Söz konusu dinleme kararında imzası bulunan Üye Hakim hakkında Mahkeme Başkanına sözlü olarak suç duyurusunda bulunan Özarslan, "Bir kişinin telefonunu
dinleyeceğiz diye 300'ün üzerinde kişiyi mağdur edemezsiniz. Bu konuda suç duyurusunda bulunuyorum" dedi.
Daha sonra tutuklu sanıklardan Erzincan Cumhuriyet Başsavcısı İlhan Cihaner'in avukatı Hikmet Aksakallı, duruşmaya katılan sanık yakınları ve avukatlarının büyük kısmının il dışından geldiğini belirterek, mahkeme heyetinin
bu durumu göz önünde bulundurup, yargılamanın mesai saati gözetmeksizin yapılmasını talep etti.
-ALBAY GENÇOĞLU'NUN SAVUNMASI-
Albay Recep Gençoğlu, duruşmada yaptığı savunmada, yıllarca dağlarda terörle mücadele etmiş birisi olarak, şu anda mahkeme heyetinin karşısında "bir terör örgütü üyesi edasıyla" bulunmaktan utanç duyduğunu söyledi.
Gençoğlu, Albay Ali Tapan, Erzincan İl Jandarma İstihbarat Şube Müdürü Binbaşı Nedim Ersan, Erzincan İl Jandarma İstihbarat Müdür Yardımcısı Üsteğmen Ersin Ergut, Astsubay Şenol Bozkurt ve İlhan Cihaner ile Orgeneral Saldıray Berk dışındaki tutuklu ve tutuksuz diğer sanıkları tanımadığını belirterek, şunları kaydetti:
"Tanıdığım kişileri de yaptığım görev gereği tanımaktayım. Diğerlerinin hiçbirini tanımıyorum. Kendilerini burada tanıdım. İddianame, yanlışlarla dolu.

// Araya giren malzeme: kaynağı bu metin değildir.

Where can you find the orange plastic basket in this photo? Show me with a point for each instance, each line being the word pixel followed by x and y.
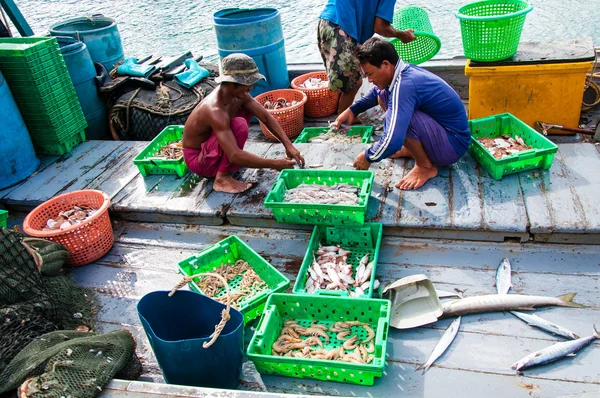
pixel 321 102
pixel 86 242
pixel 291 119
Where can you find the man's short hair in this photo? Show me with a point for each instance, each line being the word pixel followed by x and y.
pixel 375 51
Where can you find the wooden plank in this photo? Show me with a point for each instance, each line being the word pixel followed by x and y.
pixel 249 210
pixel 87 162
pixel 582 162
pixel 466 201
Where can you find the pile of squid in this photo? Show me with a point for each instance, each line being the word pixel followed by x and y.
pixel 67 218
pixel 338 194
pixel 311 342
pixel 173 150
pixel 250 285
pixel 330 270
pixel 280 103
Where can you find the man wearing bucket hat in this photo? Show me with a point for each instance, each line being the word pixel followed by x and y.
pixel 425 118
pixel 216 131
pixel 342 26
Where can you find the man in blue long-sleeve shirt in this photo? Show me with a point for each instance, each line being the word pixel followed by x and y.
pixel 425 119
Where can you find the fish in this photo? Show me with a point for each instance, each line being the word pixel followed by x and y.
pixel 541 323
pixel 505 302
pixel 442 345
pixel 555 352
pixel 503 284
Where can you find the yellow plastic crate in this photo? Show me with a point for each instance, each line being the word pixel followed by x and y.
pixel 551 93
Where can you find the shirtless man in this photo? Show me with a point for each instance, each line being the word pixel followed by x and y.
pixel 216 131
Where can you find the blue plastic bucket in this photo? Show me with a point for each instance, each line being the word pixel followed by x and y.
pixel 177 327
pixel 16 150
pixel 81 69
pixel 100 35
pixel 259 34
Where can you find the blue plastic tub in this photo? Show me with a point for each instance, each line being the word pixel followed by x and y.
pixel 177 327
pixel 99 33
pixel 259 34
pixel 81 69
pixel 16 149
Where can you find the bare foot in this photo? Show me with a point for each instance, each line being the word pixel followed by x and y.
pixel 229 185
pixel 402 153
pixel 417 177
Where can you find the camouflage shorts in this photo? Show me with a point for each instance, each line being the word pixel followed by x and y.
pixel 337 50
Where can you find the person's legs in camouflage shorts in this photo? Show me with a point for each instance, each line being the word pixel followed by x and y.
pixel 343 71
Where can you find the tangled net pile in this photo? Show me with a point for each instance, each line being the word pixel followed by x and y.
pixel 37 354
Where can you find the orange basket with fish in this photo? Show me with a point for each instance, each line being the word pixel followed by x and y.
pixel 320 101
pixel 287 107
pixel 88 237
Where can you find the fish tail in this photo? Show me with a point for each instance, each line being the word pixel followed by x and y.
pixel 567 301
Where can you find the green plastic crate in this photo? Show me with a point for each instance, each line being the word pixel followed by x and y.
pixel 58 148
pixel 540 156
pixel 326 310
pixel 3 218
pixel 359 240
pixel 228 251
pixel 148 164
pixel 310 132
pixel 315 214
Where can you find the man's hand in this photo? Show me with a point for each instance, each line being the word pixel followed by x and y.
pixel 361 162
pixel 346 117
pixel 293 153
pixel 281 164
pixel 406 36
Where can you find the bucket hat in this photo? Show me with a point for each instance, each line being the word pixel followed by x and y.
pixel 239 68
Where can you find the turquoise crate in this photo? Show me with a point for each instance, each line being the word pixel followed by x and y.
pixel 306 309
pixel 148 164
pixel 540 156
pixel 228 251
pixel 310 132
pixel 359 240
pixel 3 218
pixel 58 148
pixel 26 46
pixel 315 214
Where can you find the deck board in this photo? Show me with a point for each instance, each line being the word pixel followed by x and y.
pixel 482 353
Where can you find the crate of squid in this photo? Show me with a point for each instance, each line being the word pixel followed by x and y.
pixel 341 261
pixel 321 197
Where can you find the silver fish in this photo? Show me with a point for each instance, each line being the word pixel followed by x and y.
pixel 534 320
pixel 505 302
pixel 555 352
pixel 503 284
pixel 442 345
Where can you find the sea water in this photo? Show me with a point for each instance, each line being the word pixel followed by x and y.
pixel 166 27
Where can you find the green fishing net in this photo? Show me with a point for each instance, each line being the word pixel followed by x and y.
pixel 34 311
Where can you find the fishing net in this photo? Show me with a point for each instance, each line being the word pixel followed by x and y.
pixel 32 305
pixel 139 115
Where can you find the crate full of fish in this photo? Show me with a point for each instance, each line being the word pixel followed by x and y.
pixel 324 338
pixel 504 145
pixel 341 261
pixel 331 197
pixel 333 135
pixel 251 279
pixel 164 154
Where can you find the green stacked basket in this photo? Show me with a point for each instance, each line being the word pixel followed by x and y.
pixel 40 83
pixel 426 44
pixel 491 29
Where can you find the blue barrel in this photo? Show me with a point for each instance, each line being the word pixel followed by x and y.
pixel 257 33
pixel 81 69
pixel 16 150
pixel 100 35
pixel 177 327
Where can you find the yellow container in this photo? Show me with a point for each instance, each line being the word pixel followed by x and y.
pixel 551 93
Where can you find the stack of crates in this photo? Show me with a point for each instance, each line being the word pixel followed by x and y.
pixel 40 83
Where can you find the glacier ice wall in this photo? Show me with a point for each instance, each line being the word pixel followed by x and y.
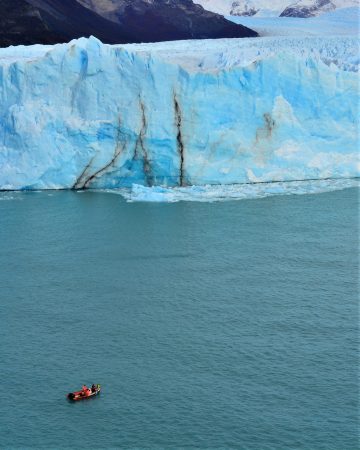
pixel 88 115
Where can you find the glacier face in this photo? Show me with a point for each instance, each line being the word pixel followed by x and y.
pixel 88 115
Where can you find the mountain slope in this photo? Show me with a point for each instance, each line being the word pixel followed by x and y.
pixel 158 20
pixel 261 8
pixel 56 21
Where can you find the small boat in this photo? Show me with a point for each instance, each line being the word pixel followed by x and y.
pixel 83 394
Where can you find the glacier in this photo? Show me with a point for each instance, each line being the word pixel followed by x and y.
pixel 88 115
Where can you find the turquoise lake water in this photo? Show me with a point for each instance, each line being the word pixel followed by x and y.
pixel 209 325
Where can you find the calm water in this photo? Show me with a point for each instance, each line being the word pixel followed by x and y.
pixel 216 325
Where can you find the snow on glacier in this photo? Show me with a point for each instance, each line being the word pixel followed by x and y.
pixel 88 115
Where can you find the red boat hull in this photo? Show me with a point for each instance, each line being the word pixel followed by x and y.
pixel 81 395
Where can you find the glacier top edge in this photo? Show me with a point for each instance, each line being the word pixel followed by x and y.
pixel 208 55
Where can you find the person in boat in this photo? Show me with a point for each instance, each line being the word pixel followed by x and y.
pixel 85 390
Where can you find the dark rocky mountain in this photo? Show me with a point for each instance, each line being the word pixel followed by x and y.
pixel 53 21
pixel 158 20
pixel 305 9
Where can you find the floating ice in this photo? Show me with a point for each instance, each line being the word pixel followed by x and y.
pixel 138 193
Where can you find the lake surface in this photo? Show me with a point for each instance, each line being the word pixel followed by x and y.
pixel 208 325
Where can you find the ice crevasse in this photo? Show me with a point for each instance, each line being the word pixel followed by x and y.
pixel 89 115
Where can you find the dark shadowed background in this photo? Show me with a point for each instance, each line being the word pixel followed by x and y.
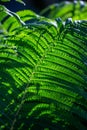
pixel 35 5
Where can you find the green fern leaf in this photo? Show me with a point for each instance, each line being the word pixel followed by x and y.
pixel 43 75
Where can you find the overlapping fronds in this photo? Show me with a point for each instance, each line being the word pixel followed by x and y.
pixel 76 10
pixel 43 74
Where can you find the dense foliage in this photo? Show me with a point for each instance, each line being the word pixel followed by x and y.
pixel 43 69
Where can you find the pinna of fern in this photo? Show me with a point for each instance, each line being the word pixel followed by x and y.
pixel 43 73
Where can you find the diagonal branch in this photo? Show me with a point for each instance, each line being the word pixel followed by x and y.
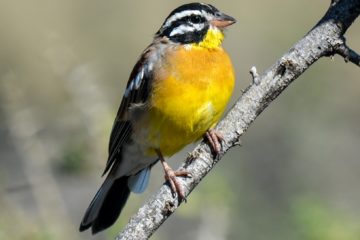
pixel 323 40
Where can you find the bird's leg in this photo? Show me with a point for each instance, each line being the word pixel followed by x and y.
pixel 214 138
pixel 171 176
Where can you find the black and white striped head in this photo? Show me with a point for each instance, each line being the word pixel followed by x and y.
pixel 190 23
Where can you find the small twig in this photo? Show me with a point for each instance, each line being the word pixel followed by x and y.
pixel 348 54
pixel 254 75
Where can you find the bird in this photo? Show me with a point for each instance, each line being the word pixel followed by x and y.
pixel 176 94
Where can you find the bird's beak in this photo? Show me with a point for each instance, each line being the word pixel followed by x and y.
pixel 222 20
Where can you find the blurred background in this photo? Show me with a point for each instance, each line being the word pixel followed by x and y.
pixel 63 68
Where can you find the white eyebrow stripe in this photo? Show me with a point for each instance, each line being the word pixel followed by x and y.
pixel 180 15
pixel 186 28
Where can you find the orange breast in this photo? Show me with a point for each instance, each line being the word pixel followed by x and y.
pixel 188 97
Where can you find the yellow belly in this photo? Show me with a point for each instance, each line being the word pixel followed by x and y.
pixel 188 97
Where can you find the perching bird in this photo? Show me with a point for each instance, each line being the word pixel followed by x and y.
pixel 176 94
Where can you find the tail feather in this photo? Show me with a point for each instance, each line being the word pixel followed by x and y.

Erzincan İl Jandarma Komutanlığı, Erzurum Jandarma Bölge Komutanlığına bağlıdır.
Benim 3. Ordu Komutanlığıyla bir organik bağım yoktur. Yani, 3. Ordu Komutanlığı beni denetleyemez, bana emir veremez. Bizim 3. Ordu Komutanlığıyla aramızdaki ilişki, nezakete dayalıdır. İddianamede bu anlamda bir yanlışlık vardır.
Davada adı geçen MİT mensupları Kıvılcım Üstel ile Sadri Barkın İnce'yi tanımam. MİT Şube Müdürü Şinasi Demir ile de nezaketen bir görüşme dışında herhangi bir diyaloğum olmamıştır. İlhan Cihaner ile İsmailağa Cemaatine yönelik operasyon öncesi Jandarma Alay Komutanlığında bir toplantı yaptık. Bu toplantı her operasyondan önce yapılabilen rutin bir toplantıdır."
"Bizim ne Dursun Çiçek'le ne de adı geçen planla bir alakamız yoktur" diyen Gençoğlu, sözlerini şöyle sürdürdü:
"Bu bir intikam operasyonudur. Benim ne Ergenekon'la, ne de başka bir örgütle hiçbir ilişkim yoktur. 36 yıl boyunca bir örgüte karışmamışım da şimdi mi karışacağım? Benim sanıklardan Astsubay Şenol Bozkurt'la ilişkim bozuktur.
Kendisiyle Erzincan'dan kırgın ayrıldım, ancak burada şu anda aynı davada yargılanıyorum. Kendisiyle görüşmüyordum ve uzun zaman sonra kendisiyle burada karşılaştım."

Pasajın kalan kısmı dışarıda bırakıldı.